It’s been a long time coming, the opportunity to see Feeder live, a band I’ve loved for many years, here in my adopted home town of Leeds.
Back in the day before iPods, Feeder would be heavy on my playlist of mashed together CDs filled with the sorrow of Pearl Jam and the angst of Smashing Pumpkins. Tthey’d be the happy sound to while away the day to.
They were the real alternative rock band, not quite heavy enough to warrant a case of headbanging whiplash but not too soft as to warrant a punch in the arm from a mate when asked to listen to their songs and, of course, they come from the land of Manic Street Preachers and Stereophonics so they’ve an enormous comparison to ride against – the thinking man’s rock band, as one might suggest.

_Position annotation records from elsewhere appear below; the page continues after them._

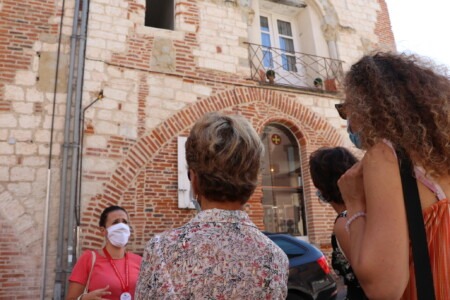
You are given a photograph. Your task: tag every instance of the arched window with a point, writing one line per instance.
(282, 187)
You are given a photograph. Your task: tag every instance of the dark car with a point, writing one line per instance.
(309, 274)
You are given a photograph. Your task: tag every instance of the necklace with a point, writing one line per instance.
(124, 283)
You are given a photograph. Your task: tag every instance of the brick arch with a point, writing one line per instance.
(255, 103)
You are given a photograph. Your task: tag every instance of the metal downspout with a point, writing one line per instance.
(66, 146)
(49, 171)
(76, 135)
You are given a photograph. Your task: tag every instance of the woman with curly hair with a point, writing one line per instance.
(395, 101)
(326, 166)
(220, 253)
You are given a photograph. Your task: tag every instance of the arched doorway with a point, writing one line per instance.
(282, 186)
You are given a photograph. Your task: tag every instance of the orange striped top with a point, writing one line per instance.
(437, 227)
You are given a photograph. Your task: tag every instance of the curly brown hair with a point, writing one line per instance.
(225, 153)
(405, 100)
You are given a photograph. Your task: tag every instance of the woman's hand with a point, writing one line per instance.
(97, 294)
(351, 186)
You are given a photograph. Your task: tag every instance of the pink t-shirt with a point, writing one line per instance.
(103, 273)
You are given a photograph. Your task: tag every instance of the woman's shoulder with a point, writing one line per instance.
(382, 151)
(134, 256)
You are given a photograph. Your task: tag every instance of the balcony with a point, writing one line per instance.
(295, 69)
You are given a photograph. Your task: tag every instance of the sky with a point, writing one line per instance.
(421, 27)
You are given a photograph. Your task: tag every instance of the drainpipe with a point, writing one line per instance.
(49, 170)
(76, 135)
(59, 278)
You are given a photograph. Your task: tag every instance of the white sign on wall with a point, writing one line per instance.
(184, 186)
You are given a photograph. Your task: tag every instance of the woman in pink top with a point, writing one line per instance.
(115, 271)
(397, 101)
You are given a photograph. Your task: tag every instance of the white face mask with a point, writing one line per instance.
(118, 234)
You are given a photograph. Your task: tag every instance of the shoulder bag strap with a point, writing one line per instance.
(86, 288)
(416, 229)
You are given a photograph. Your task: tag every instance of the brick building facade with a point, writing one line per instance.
(133, 89)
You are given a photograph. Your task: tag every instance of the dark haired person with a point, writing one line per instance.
(115, 270)
(326, 166)
(397, 101)
(219, 254)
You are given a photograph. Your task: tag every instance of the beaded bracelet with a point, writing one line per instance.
(353, 218)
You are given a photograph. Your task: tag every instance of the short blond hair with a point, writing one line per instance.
(225, 153)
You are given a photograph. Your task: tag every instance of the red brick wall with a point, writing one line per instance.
(145, 182)
(383, 28)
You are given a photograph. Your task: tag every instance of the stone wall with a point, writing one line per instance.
(155, 83)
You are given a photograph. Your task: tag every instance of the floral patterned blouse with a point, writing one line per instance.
(219, 254)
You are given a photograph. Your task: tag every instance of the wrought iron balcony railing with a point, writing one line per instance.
(294, 69)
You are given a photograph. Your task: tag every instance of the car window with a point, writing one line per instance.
(290, 248)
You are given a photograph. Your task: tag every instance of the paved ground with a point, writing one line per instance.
(342, 290)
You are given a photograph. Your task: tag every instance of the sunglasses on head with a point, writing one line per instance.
(340, 107)
(321, 197)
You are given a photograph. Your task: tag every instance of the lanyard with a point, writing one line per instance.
(125, 286)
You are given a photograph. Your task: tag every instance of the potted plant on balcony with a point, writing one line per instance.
(270, 74)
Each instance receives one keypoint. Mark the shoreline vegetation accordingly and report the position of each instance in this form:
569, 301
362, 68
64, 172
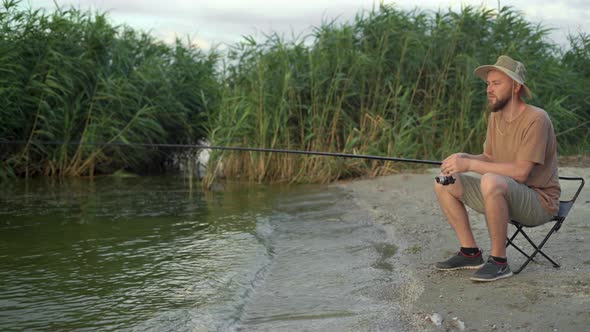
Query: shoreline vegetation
388, 83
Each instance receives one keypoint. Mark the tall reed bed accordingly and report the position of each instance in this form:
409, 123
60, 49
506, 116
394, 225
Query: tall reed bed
72, 76
393, 83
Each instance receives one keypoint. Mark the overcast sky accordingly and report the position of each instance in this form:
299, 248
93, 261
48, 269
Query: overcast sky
224, 22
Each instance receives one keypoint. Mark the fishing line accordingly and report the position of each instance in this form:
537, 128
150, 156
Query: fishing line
231, 148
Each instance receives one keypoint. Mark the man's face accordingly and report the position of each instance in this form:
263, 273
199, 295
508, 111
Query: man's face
499, 90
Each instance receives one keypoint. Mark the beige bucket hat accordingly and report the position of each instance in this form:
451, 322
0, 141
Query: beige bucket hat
508, 66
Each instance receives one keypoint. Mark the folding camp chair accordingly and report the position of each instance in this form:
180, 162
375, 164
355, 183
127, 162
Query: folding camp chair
564, 209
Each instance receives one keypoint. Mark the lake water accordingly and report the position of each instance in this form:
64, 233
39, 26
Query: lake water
150, 254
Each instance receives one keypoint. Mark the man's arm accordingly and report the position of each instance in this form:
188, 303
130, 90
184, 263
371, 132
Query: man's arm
518, 170
481, 164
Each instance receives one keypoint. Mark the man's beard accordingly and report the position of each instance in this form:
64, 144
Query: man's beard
500, 103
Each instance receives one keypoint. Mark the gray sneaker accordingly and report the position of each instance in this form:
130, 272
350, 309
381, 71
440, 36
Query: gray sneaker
491, 271
461, 261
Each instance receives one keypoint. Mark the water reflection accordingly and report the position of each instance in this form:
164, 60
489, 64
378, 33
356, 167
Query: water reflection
150, 254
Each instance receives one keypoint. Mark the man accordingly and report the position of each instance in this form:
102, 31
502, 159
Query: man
518, 168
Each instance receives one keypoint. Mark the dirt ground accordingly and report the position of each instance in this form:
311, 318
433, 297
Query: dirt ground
541, 298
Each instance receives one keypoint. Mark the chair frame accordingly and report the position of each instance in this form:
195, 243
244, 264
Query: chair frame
564, 209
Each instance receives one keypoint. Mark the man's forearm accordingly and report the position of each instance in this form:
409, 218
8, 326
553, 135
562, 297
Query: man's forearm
519, 171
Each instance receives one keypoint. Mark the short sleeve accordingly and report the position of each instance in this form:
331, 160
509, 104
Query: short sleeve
534, 141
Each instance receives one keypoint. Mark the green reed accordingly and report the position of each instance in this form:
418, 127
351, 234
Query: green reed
72, 76
394, 83
389, 82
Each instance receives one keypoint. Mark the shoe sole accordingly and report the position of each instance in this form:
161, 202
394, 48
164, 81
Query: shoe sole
468, 267
492, 279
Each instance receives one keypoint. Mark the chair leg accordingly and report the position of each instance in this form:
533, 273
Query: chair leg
510, 242
537, 248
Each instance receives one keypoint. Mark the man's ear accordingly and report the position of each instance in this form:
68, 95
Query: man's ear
517, 88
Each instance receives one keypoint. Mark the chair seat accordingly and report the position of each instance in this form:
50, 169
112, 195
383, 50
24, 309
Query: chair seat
564, 209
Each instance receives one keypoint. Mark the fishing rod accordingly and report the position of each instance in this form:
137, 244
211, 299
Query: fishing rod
232, 148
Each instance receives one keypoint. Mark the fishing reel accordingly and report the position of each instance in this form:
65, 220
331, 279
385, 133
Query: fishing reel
444, 179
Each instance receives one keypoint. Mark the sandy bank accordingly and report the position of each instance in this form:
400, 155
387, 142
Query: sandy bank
541, 298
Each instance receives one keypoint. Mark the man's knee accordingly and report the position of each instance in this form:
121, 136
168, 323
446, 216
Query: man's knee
493, 184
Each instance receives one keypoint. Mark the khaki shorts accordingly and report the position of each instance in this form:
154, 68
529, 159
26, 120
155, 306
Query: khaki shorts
523, 203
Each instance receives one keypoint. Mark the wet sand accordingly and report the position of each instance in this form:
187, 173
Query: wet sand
540, 298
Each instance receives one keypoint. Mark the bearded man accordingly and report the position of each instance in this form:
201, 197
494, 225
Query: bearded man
518, 176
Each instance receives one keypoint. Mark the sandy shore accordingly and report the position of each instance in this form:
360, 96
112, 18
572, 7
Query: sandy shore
541, 298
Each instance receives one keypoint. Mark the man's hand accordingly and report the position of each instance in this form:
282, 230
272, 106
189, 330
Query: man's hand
456, 163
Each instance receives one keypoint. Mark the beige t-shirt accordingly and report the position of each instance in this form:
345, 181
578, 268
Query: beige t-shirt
528, 137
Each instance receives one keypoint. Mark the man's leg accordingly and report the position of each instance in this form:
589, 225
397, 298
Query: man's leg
494, 189
448, 198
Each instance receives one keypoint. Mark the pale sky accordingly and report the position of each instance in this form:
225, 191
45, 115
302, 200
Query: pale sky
225, 22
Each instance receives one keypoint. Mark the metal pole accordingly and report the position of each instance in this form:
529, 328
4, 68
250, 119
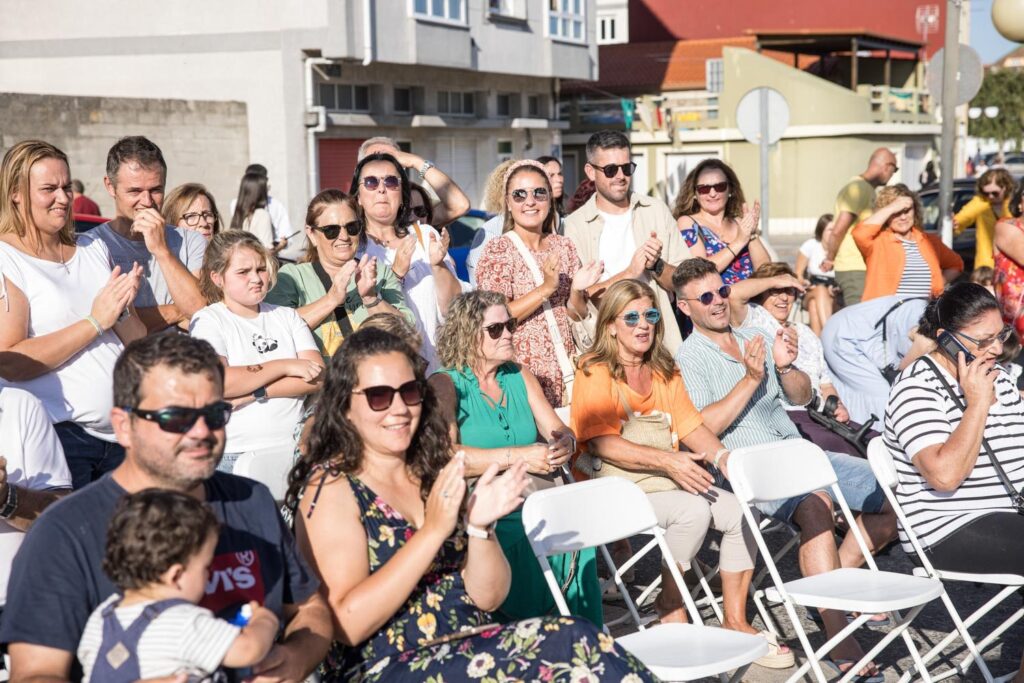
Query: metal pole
950, 65
763, 144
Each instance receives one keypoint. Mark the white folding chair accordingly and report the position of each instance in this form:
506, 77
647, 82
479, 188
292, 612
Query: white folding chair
794, 467
593, 513
885, 471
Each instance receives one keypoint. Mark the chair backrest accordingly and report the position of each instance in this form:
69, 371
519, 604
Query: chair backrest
778, 470
586, 514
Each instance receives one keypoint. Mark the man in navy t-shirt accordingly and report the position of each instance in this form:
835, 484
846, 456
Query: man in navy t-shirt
170, 419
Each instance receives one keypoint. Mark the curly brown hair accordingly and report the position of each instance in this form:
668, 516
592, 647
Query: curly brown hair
335, 444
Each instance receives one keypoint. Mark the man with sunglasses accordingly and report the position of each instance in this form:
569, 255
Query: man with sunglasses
739, 379
170, 419
633, 235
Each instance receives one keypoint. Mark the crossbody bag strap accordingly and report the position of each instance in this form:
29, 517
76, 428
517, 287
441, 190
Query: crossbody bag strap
1015, 497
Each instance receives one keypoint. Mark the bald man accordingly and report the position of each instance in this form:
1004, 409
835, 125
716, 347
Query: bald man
854, 203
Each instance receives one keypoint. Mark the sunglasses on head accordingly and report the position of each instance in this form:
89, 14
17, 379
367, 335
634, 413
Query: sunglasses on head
708, 297
372, 182
717, 186
495, 329
380, 397
611, 170
179, 420
332, 231
519, 196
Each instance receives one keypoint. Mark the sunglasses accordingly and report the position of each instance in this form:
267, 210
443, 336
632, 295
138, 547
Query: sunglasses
718, 187
708, 297
611, 170
380, 397
178, 420
332, 231
495, 329
372, 182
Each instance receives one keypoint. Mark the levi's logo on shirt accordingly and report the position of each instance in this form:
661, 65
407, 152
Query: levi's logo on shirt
235, 580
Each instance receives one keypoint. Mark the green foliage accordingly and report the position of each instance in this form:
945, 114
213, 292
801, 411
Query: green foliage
1004, 88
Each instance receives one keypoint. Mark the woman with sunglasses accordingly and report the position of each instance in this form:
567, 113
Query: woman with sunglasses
415, 251
901, 258
498, 415
192, 206
716, 222
270, 360
627, 376
332, 289
408, 561
540, 273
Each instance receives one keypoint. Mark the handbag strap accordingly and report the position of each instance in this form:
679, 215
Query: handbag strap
568, 371
1015, 497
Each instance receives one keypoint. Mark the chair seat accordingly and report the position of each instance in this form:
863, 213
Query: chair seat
686, 651
860, 590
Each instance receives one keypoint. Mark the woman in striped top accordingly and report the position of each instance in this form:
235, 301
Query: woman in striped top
901, 258
951, 493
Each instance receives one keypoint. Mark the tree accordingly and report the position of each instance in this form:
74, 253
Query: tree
1005, 89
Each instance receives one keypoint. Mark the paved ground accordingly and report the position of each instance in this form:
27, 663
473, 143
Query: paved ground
930, 627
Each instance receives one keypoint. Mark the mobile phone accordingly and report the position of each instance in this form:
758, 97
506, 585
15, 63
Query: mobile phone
947, 342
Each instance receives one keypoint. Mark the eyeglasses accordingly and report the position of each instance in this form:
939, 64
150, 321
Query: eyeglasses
982, 344
495, 329
177, 420
708, 297
519, 196
632, 318
332, 231
379, 398
193, 219
718, 187
372, 182
611, 170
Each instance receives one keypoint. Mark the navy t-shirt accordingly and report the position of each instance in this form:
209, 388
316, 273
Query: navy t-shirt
57, 579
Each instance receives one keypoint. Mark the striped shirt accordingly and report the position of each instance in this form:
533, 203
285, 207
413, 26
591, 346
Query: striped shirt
711, 374
182, 638
916, 279
922, 414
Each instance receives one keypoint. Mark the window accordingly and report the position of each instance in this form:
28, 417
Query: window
402, 100
446, 10
566, 19
456, 103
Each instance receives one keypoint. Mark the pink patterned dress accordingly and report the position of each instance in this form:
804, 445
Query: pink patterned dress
501, 268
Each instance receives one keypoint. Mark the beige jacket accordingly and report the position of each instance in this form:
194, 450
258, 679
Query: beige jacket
649, 215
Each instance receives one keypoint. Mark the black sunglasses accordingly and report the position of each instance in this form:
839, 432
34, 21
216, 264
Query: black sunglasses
611, 170
179, 420
372, 182
380, 397
708, 297
332, 231
495, 329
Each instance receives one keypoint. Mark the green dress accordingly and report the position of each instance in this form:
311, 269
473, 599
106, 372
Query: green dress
510, 424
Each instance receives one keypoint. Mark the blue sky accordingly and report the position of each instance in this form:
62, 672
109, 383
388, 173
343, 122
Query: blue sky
984, 37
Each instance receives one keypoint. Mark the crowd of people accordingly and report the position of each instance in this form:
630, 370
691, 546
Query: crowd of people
146, 360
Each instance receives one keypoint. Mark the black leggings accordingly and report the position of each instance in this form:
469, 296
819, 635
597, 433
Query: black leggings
990, 544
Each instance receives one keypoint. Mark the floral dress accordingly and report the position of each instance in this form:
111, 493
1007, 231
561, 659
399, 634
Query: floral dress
422, 640
741, 266
502, 269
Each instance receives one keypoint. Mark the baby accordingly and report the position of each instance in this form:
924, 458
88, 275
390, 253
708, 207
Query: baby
159, 548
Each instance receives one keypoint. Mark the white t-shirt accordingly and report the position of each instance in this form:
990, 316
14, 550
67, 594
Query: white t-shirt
616, 245
35, 460
183, 638
276, 333
81, 390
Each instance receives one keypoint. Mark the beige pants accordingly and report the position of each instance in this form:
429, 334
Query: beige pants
686, 518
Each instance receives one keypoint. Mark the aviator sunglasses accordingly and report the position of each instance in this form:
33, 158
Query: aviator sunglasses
177, 420
380, 397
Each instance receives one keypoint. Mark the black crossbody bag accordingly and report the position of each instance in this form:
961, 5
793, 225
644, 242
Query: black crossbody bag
1016, 498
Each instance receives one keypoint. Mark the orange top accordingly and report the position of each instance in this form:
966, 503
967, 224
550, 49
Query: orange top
886, 258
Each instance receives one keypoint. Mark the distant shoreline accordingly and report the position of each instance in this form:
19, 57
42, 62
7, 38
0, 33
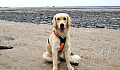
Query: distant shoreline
73, 7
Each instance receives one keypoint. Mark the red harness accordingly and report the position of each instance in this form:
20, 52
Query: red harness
62, 41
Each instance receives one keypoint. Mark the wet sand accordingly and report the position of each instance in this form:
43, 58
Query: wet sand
98, 48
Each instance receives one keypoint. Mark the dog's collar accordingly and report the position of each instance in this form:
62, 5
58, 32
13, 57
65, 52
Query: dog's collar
62, 41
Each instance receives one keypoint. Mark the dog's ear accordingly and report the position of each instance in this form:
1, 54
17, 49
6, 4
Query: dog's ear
54, 22
68, 21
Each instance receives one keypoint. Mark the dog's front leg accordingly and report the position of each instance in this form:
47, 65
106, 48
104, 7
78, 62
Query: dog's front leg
67, 58
54, 56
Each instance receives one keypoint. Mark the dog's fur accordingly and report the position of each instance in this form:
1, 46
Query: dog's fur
52, 48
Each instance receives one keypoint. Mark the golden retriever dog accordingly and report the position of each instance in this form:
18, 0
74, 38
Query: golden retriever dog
58, 44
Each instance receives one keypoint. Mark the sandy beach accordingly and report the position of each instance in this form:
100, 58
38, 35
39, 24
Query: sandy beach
98, 48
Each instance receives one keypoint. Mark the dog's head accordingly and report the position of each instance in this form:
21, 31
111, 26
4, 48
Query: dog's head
61, 22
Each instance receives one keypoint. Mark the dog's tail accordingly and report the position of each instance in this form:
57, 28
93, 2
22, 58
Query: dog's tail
74, 59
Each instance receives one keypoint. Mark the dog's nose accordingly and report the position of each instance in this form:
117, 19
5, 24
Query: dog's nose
61, 25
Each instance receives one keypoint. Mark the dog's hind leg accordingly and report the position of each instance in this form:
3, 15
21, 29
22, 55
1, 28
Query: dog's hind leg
47, 57
74, 59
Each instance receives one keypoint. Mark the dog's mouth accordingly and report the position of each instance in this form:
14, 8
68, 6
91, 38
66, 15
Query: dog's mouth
62, 30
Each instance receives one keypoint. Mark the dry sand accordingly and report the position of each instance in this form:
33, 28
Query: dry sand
98, 48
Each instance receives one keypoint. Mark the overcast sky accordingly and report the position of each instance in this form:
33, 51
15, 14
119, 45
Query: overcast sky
44, 3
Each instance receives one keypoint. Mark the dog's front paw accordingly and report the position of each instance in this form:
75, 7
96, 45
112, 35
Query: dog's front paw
54, 68
71, 68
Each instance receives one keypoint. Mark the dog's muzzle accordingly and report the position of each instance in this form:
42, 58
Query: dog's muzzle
62, 26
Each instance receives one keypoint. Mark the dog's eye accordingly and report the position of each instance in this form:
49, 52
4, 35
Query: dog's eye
64, 18
58, 18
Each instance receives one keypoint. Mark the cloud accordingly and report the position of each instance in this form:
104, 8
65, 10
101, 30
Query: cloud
43, 3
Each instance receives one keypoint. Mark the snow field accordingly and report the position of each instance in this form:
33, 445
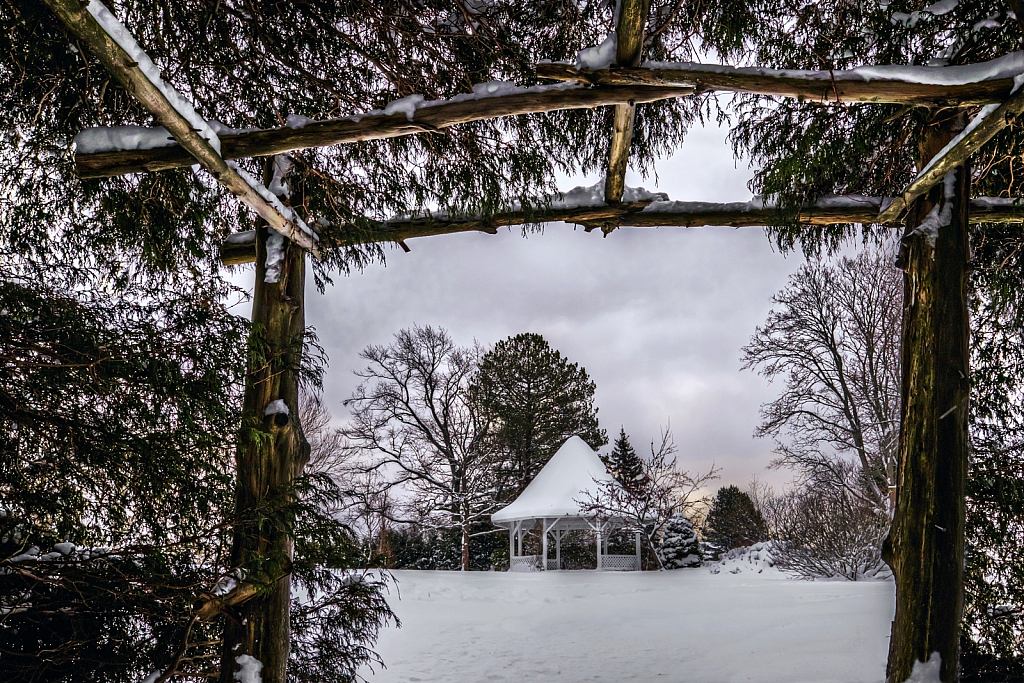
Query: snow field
687, 625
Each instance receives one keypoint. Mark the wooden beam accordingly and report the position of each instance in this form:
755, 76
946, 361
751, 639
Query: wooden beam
984, 127
629, 48
373, 127
240, 248
85, 27
844, 86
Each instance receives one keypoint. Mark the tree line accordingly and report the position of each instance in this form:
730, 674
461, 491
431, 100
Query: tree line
441, 436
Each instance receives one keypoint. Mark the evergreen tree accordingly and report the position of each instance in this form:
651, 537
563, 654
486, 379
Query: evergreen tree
733, 521
679, 547
537, 399
625, 464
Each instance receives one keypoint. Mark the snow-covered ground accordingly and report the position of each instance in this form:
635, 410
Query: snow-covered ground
687, 625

It’s an age away from the release of Buck Rogers, one of the band’s biggest singles and probably the launching post to their notable stardom but eight albums in and they’re back with another glorious masterpiece of pristine rock, All Bright Electric.
Supported by the fantastic The Virgin Marys, it’s a massive gig for the Feeder. Not in terms of venue status or capacity but it’s been a while since they’ve been in Leeds and it’s a show that is hugely anticipated.
The Virgin Marys smash the support slot big time, Big heavy drums from Danny Dolan and with the splendidly hoarse vocals of Ally Dickaty, it paves a path for the headliners.
Twenty-two songs I counted on the set list, most bands couldn’t muster a set of that magnitude after 15 years let alone a decade of touring.
They start with Another Day on Earth and Universe of Life from their new album before they kick into the hits. Oh boy, what a kick it is. Feeling a Moment, Lost & Found, Pushing the Senses, Come Back Around... it’s a moment when you lose your adult and fall back into your teenage years (well, almost teenage).
The combination of Taka Hirose and Grant Nicolas is to music as what Hoddle and Waddle were to 80s football.
As the the finale approaches the crowd still know there’s a couple of classics up their sleeve. A few more new album tracks are whisked through till they get to Buck Rogers and eventually slam their way into Just a Day. To say the place went gone mental is an understatement.